# Breaking Clouds



## Rick50 (Jan 24, 2017)

Near home.


----------



## The Barbarian (Jan 26, 2017)

Don't see the picture here.    Went to your link.   Very nice work there.


----------



## SquarePeg (Jan 26, 2017)

That's a pretty scene.


----------



## Rick50 (Jan 26, 2017)

The Barbarian said:


> Don't see the picture here.    Went to your link.   Very nice work there.



Thanks, not sure why you wouldn't see it.



SquarePeg said:


> That's a pretty scene.



Thanks, I saw it and had to pull off the road to catch it.


----------



## SquarePeg (Jan 26, 2017)

Rick50 said:


> Thanks, I saw it and had to pull off the road to catch it.
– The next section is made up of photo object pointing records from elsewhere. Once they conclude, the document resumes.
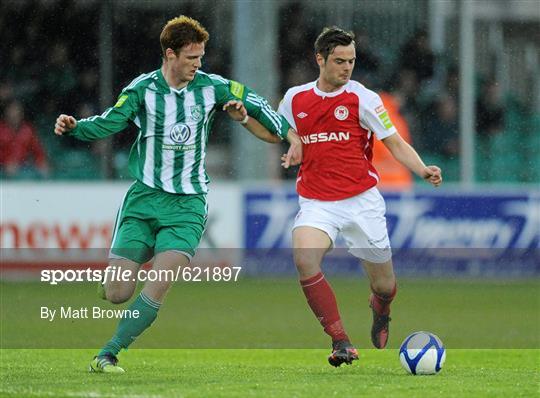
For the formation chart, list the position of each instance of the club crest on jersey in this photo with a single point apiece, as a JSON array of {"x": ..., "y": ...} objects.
[
  {"x": 341, "y": 112},
  {"x": 196, "y": 112},
  {"x": 180, "y": 133}
]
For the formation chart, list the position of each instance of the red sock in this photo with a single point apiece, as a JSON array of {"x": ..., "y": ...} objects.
[
  {"x": 323, "y": 303},
  {"x": 381, "y": 302}
]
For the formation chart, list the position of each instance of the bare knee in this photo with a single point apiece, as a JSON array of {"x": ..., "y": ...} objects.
[{"x": 306, "y": 263}]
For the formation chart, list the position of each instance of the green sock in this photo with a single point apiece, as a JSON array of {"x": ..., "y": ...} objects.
[{"x": 129, "y": 328}]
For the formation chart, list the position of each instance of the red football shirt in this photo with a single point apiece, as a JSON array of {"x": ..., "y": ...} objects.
[{"x": 337, "y": 131}]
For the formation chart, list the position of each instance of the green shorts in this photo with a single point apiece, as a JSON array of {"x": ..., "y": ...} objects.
[{"x": 150, "y": 221}]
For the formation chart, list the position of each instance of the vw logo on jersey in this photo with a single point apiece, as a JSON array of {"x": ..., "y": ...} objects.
[
  {"x": 180, "y": 133},
  {"x": 341, "y": 112}
]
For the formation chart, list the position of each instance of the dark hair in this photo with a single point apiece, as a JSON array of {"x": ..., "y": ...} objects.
[
  {"x": 330, "y": 38},
  {"x": 182, "y": 31}
]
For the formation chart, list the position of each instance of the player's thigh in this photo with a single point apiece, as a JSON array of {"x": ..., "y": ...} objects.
[
  {"x": 365, "y": 232},
  {"x": 182, "y": 221},
  {"x": 310, "y": 245},
  {"x": 164, "y": 271},
  {"x": 135, "y": 228}
]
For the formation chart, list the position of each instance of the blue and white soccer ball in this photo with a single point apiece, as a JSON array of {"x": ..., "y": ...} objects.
[{"x": 422, "y": 353}]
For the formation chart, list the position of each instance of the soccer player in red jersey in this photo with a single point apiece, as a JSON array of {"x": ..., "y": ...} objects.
[{"x": 337, "y": 119}]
It would take me forever to get home if I had to drive by that view all the time!


----------



## goooner (Jan 26, 2017)

I can't see it either.


----------



## Derrel (Jan 26, 2017)

I like the puddle at the base....seems very REAL to me.


----------



## smoke665 (Jan 26, 2017)

Very nice!!


----------



## Rick50 (Jan 26, 2017)

goooner said:


> I can't see it either.





Derrel said:


> I like the puddle at the base....seems very REAL to me.



I don't get this at all.



smoke665 said:


> Very nice!!



Thanks Smoke.


----------



## Derrel (Jan 26, 2017)

Original post with the link off-site lead me to this shot  32359376942   hence the _puddle comment_.


----------



## Rick50 (Jan 26, 2017)

Derrel said:


> Original post with the link off-site lead me to this shot  32359376942   hence the _puddle comment_.


Thats what I thought. For some reason the photo showed here for me but was missing in flickr. ?????
But I did mess around with publishing direct from Lightroom.


----------



## The Barbarian (Jan 26, 2017)

I see it now.   And it's a winner.


----------